Lisa mordeu os lábios até sentir o gosto salgado e metálico do sangue, seus olhos estavam bem fechados, na esperança que, se abrisse, tudo não passasse de ilusão. Mas ainda estavam lá, a verdade que não queria acreditar. Folheou o livro até não conseguir ler as letrinhas minúsculas. As lágrimas mancharam as páginas uma a uma. Seus esforços em tentar segurar o choro não funcionaram.
Sua mãe estava certa em dizer que garotos não eram confiáveis. O amável e engraçado Kai, cheio de flertes e sorrisos de lado, era um mentiroso.
Folheou o livro mais algumas vezes, sentindo o ventinho das páginas batendo no rosto, ajudava a se acalmar um pouco. Até parar na primeira página em branco.
"Esse presente é perfeito porque você odeia livros — mas finge gostar — e vai ficar bastante irritada! :) Mas, pense pelo lado bom, a pequena Rosé, neste livro, procura uma princesa perdida, mas já deixo um spoiler: ela morre no final! Que coincidência, não é? (e que ótimo final para um livro infantil)."
Feliz aniversário de 17 anos! Do seu não-amigo -K.
— Tem algo estranho aqui... — Lisa murmurou, na verdade foi só um mover de lábios, mas precisava botar para fora o que estava pensando.
Uma folha se soltou, voando pelo quarto e repousando na cama, como se Deus concedesse a ela a prova final para ter certeza. Deixou o livro e os outros papéis no apoio da janela e caminhou para recuperar a folha fujona. Ao desdobrá-la, notou que não era pertencente ao livro, apesar de ter o mesmo tamanho. Era um folheto de uma garota desaparecida: "Seo Soojin, 16 anos, desaparecida em 3 Mês de 1996." Na foto escolhida para estampar o panfleto, a garota vestia roupas simples, o sorriso estava quase apagado, pois o folheto foi impresso em preto e branco.

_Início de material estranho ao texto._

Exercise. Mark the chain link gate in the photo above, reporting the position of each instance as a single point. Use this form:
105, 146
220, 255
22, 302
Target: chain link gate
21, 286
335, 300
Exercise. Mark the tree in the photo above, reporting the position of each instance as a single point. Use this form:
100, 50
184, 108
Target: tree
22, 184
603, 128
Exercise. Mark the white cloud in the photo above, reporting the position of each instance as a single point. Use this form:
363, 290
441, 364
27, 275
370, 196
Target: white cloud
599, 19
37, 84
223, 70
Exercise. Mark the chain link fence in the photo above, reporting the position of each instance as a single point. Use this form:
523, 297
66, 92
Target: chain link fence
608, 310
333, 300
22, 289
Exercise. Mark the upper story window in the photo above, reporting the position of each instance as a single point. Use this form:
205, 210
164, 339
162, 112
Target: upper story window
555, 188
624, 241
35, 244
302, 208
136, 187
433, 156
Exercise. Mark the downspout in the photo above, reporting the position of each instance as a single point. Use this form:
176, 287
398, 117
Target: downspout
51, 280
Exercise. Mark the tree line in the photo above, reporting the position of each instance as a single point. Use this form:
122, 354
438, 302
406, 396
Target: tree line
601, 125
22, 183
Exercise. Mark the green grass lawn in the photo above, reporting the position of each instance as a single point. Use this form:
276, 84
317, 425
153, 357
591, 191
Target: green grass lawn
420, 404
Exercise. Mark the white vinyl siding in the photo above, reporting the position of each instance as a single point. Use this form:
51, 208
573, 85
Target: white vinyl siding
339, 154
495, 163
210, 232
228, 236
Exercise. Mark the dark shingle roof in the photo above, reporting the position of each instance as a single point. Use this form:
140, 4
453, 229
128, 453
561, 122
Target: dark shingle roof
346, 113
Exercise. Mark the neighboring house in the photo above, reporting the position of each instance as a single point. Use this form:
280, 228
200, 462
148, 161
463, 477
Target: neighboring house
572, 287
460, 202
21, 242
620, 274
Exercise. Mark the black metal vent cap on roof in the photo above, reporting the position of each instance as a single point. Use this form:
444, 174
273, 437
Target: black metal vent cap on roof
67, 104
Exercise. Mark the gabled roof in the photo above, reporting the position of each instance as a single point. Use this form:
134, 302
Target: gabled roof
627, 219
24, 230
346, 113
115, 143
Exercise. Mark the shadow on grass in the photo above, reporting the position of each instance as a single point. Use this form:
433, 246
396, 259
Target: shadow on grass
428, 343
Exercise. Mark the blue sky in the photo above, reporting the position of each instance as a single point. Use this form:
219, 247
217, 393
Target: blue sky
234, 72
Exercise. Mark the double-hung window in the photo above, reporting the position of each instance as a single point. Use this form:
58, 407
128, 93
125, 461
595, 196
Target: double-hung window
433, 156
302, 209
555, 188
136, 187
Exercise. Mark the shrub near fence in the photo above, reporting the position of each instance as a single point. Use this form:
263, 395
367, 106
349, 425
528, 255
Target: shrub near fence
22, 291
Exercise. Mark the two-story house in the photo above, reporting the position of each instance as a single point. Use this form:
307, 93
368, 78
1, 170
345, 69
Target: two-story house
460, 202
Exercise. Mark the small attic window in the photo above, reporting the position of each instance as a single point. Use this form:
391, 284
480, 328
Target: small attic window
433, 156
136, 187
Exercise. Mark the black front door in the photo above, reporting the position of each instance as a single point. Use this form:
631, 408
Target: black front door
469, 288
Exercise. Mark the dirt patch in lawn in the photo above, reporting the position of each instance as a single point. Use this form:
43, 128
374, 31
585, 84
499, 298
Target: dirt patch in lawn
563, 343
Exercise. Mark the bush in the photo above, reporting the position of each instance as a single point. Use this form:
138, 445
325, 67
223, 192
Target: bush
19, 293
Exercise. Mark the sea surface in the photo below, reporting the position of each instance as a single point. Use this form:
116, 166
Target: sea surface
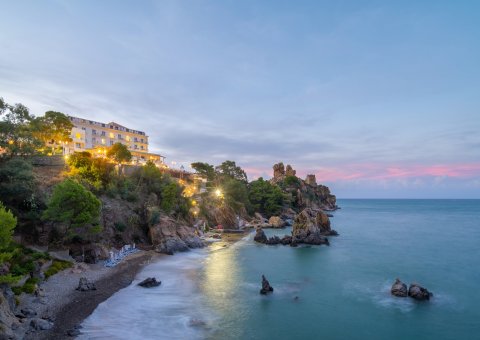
343, 290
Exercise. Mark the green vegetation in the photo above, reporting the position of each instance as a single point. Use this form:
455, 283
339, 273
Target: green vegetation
7, 224
57, 266
72, 204
266, 197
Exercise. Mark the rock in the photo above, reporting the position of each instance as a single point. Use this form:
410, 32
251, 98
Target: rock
28, 312
273, 240
266, 288
150, 282
311, 180
399, 289
260, 236
85, 285
278, 170
170, 236
276, 222
418, 292
41, 324
289, 171
286, 240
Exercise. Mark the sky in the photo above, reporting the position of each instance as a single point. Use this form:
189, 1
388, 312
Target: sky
379, 99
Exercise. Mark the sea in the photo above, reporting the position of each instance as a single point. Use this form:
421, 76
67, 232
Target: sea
341, 291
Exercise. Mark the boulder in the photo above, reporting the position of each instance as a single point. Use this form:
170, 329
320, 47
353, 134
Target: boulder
276, 222
273, 240
399, 289
150, 282
41, 324
418, 292
28, 312
85, 285
266, 288
260, 236
170, 236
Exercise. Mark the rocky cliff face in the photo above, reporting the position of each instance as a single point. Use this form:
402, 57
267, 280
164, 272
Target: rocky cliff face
303, 193
169, 236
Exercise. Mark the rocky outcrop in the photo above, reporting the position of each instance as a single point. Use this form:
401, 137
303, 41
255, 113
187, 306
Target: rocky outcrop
169, 236
266, 288
399, 289
260, 236
303, 193
150, 282
276, 222
311, 180
85, 285
418, 292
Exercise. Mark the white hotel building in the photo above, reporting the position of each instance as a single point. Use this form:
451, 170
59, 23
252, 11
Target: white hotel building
95, 137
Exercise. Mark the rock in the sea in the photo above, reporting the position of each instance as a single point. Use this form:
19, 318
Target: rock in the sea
418, 292
276, 222
41, 324
85, 285
399, 289
150, 282
170, 236
29, 312
273, 240
260, 236
266, 288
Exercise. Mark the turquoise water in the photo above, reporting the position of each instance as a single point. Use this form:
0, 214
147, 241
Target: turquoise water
343, 290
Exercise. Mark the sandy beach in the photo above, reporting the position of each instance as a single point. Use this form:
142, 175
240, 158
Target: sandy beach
67, 307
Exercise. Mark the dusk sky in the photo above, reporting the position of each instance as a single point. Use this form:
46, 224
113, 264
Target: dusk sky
378, 99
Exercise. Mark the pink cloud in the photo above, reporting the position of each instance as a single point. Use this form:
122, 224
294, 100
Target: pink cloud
370, 171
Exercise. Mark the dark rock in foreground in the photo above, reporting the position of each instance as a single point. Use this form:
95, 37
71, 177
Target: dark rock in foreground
150, 282
85, 285
418, 292
266, 288
399, 289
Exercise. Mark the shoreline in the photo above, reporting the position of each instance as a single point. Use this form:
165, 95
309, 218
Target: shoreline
68, 308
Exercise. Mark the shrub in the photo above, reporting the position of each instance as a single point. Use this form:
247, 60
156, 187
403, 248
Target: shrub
56, 267
7, 224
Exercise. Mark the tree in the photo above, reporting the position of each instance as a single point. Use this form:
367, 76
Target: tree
17, 183
230, 169
7, 224
205, 170
53, 128
266, 197
71, 203
17, 131
119, 153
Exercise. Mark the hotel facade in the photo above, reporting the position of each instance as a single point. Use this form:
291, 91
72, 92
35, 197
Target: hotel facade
96, 137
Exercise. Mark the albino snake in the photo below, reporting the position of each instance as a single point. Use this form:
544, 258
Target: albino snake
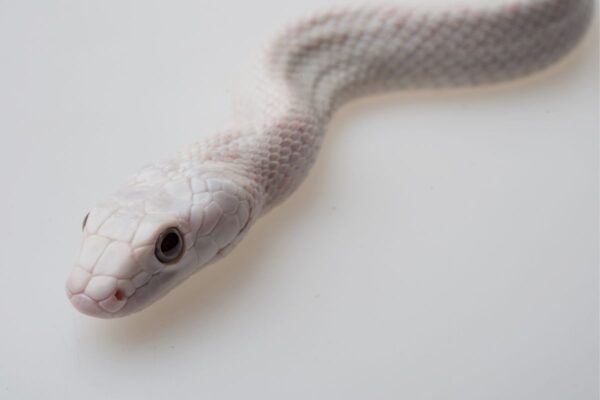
176, 216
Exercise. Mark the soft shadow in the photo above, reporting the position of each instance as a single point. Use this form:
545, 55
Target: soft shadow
217, 284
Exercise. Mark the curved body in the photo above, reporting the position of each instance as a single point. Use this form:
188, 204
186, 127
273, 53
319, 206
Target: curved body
212, 192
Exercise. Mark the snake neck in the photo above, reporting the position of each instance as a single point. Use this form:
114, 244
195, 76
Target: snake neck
320, 63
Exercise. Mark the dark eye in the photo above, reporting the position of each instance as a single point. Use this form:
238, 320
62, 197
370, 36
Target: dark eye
84, 221
169, 246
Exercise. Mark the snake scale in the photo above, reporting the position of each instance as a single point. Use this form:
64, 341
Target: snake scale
178, 215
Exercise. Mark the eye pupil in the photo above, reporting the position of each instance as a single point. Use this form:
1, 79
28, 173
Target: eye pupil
169, 243
169, 246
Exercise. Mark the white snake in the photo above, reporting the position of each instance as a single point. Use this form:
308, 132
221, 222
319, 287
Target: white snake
176, 216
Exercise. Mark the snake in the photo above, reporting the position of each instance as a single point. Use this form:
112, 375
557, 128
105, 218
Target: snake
175, 216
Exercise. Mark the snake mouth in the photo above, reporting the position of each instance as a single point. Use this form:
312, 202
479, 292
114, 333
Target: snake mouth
88, 306
113, 303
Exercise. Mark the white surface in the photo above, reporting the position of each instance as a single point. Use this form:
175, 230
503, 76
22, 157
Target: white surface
445, 245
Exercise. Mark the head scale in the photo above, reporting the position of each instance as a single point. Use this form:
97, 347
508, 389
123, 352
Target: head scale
154, 233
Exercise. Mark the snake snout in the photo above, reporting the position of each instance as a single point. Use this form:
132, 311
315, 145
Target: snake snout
100, 297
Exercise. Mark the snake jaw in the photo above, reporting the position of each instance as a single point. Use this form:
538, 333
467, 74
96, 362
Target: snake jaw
118, 272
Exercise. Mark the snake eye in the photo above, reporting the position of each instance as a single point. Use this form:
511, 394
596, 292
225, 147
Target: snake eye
84, 221
169, 246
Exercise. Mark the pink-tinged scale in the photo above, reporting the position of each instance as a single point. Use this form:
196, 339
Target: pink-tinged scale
227, 202
206, 248
212, 214
141, 279
101, 287
226, 230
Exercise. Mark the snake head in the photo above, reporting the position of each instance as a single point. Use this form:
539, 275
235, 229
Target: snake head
152, 235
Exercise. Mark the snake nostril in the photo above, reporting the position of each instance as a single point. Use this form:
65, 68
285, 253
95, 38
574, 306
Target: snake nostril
119, 294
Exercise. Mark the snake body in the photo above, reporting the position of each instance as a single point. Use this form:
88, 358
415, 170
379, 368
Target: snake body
178, 215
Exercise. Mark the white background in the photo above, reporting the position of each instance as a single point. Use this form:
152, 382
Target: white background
445, 246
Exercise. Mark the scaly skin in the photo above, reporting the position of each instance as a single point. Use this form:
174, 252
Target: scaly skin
215, 190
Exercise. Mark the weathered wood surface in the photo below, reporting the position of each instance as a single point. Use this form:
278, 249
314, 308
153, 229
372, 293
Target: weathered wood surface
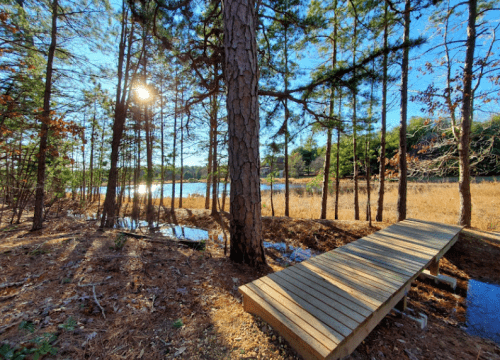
327, 305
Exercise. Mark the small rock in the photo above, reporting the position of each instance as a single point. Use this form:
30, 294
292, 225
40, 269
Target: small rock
180, 351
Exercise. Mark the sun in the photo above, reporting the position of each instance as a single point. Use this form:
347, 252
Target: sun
142, 92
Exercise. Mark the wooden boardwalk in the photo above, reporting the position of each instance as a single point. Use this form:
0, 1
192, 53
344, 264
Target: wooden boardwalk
327, 305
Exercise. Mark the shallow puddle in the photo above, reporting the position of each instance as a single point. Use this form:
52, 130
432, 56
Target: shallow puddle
483, 310
183, 232
290, 253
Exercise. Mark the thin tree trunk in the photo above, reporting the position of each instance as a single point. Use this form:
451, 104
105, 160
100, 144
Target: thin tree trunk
402, 186
326, 174
137, 171
182, 155
285, 127
91, 180
162, 145
214, 156
368, 190
44, 133
109, 208
174, 154
337, 167
381, 189
209, 171
354, 132
241, 72
465, 217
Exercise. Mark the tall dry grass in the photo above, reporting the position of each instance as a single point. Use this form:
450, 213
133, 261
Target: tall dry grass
431, 201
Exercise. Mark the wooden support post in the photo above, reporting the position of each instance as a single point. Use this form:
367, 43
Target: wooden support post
434, 267
402, 304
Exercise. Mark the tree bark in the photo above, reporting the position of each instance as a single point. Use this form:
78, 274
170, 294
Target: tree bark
181, 180
44, 133
209, 170
285, 127
174, 154
326, 175
241, 72
337, 167
381, 188
354, 132
215, 177
402, 186
326, 171
465, 216
109, 208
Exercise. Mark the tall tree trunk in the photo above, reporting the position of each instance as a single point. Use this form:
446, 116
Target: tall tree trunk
162, 146
91, 169
354, 132
285, 128
182, 154
109, 208
209, 171
326, 171
368, 190
381, 189
149, 141
83, 185
326, 175
44, 133
465, 216
242, 77
137, 172
174, 150
337, 167
402, 186
215, 177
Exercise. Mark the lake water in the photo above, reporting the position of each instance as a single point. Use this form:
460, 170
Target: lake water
483, 310
189, 189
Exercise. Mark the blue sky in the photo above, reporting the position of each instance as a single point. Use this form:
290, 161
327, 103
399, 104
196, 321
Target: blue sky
417, 81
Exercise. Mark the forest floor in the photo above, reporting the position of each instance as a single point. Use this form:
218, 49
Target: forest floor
72, 292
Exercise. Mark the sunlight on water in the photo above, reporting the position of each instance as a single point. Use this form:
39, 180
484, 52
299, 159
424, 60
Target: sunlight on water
483, 310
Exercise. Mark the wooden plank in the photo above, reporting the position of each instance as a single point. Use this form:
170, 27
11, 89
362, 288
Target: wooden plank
399, 258
339, 323
334, 300
403, 244
350, 344
424, 244
304, 343
372, 296
363, 276
394, 269
448, 246
328, 290
353, 292
341, 313
378, 258
327, 330
369, 288
383, 273
377, 277
393, 252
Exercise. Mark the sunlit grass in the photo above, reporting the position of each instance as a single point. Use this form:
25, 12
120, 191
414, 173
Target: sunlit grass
432, 201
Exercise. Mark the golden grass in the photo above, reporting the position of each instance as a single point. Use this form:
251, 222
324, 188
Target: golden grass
433, 202
438, 202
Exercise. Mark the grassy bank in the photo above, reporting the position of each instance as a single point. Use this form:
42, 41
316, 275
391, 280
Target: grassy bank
432, 201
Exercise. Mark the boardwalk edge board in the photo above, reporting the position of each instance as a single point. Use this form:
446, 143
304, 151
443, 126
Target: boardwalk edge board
340, 280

— Por que Rosé guardaria isso? — perguntou.
As pernas de Lisa estavam fracas, o sentimento de ser traída nunca é de fato descrito como a riqueza de detalhes da pessoa que o sente, mas sentia raiva, muita raiva, mais do que se sentia ingênua por ter confiado cegamente em Kai. Sentia raiva porque havia algo naquelas palavras e na foto da garota desaparecida que diziam mais do que eram, algo estava por trás. Era quase como um código, uma mensagem que cabia só aos dois.
Com um gosto amargo na boca, decretou a si mesma o papel de carrasco: não choraria mais. Guardou todas as provas dentro do livro e o pressionou contra o peito. Precisava ter o controle da situação, sempre foi forte e os resquícios dessa energia borbulhava em algum lugar dentro de si, precisava acessá-lo para ir até Jennie e contar tudo que descobriu.